Heartland Data Breach: Visa Questions Processor's PCI Compliance
Visa Executive: "We've Never Seen Anyone Who Was Breached That Was PCI Compliant"
Despite the Heartland Payment Systems (HPY) data breach and other noted compromises, Visa staunchly supports the Payment Card Industry Data Security Standard (PCI DSS).
This is the message from Adrian Phillips, Visa's Deputy Chief Enterprise Risk Officer, who in an exclusive interview hammers home the credit card company's support for the security standard - and suggests that, contrary to Heartland's own statements, the payment processor may not have been PCI compliant when it was breached sometime in 2008.
"We've never seen anyone who was breached that was PCI compliant," Phillips says without specifically naming - or excluding -- Heartland. "The breaches that we have seen have involved a key area of non-compliance."

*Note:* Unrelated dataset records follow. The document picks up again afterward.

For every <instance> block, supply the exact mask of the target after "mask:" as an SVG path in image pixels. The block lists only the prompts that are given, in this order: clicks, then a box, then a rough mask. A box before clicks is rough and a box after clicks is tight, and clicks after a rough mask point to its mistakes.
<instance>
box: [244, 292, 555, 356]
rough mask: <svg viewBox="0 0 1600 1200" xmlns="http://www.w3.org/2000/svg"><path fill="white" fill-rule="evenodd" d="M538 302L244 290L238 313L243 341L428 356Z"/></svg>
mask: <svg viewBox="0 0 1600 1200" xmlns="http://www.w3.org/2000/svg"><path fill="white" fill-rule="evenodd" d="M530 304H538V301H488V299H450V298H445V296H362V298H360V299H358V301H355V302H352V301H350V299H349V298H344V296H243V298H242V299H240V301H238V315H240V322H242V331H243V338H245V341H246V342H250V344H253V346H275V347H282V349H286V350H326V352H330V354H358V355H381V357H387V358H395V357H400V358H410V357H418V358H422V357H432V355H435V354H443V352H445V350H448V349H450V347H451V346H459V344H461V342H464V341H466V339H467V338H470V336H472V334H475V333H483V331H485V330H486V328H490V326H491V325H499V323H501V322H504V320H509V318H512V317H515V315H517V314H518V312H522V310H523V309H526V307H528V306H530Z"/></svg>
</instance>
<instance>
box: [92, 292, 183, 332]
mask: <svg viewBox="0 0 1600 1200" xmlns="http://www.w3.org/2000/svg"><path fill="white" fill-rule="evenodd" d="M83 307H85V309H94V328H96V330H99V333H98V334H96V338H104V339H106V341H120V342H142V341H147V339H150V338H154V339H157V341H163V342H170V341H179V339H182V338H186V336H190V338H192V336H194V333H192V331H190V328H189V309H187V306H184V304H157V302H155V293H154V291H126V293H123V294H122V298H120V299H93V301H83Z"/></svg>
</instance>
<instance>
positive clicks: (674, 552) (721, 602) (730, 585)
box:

Editor's Note: Meanwhile the House is blaming V/MC...see next post and Heartlands stock (see chart below) continues it's free fall. (well maybe not a "free" fall...it's costing shareholders some major kahunas. And they're so UN-HPY...they're suing...
Interviewed during last week's Visa Security Summit in Washington, D.C., Phillips acknowledges Heartland and other recent breaches, but uses them as an opportunity to support the PCI standard. "Let's remember we've had some bad breaches, but if we had not had PCI DSS, it would have been much worse," Phillips says. "As of today, I am confident that PCI DSS works."
Phillips comments come one week after news that Visa had removed Heartland Payment Systems from its certified PCI-DSS Compliant Service Providers list.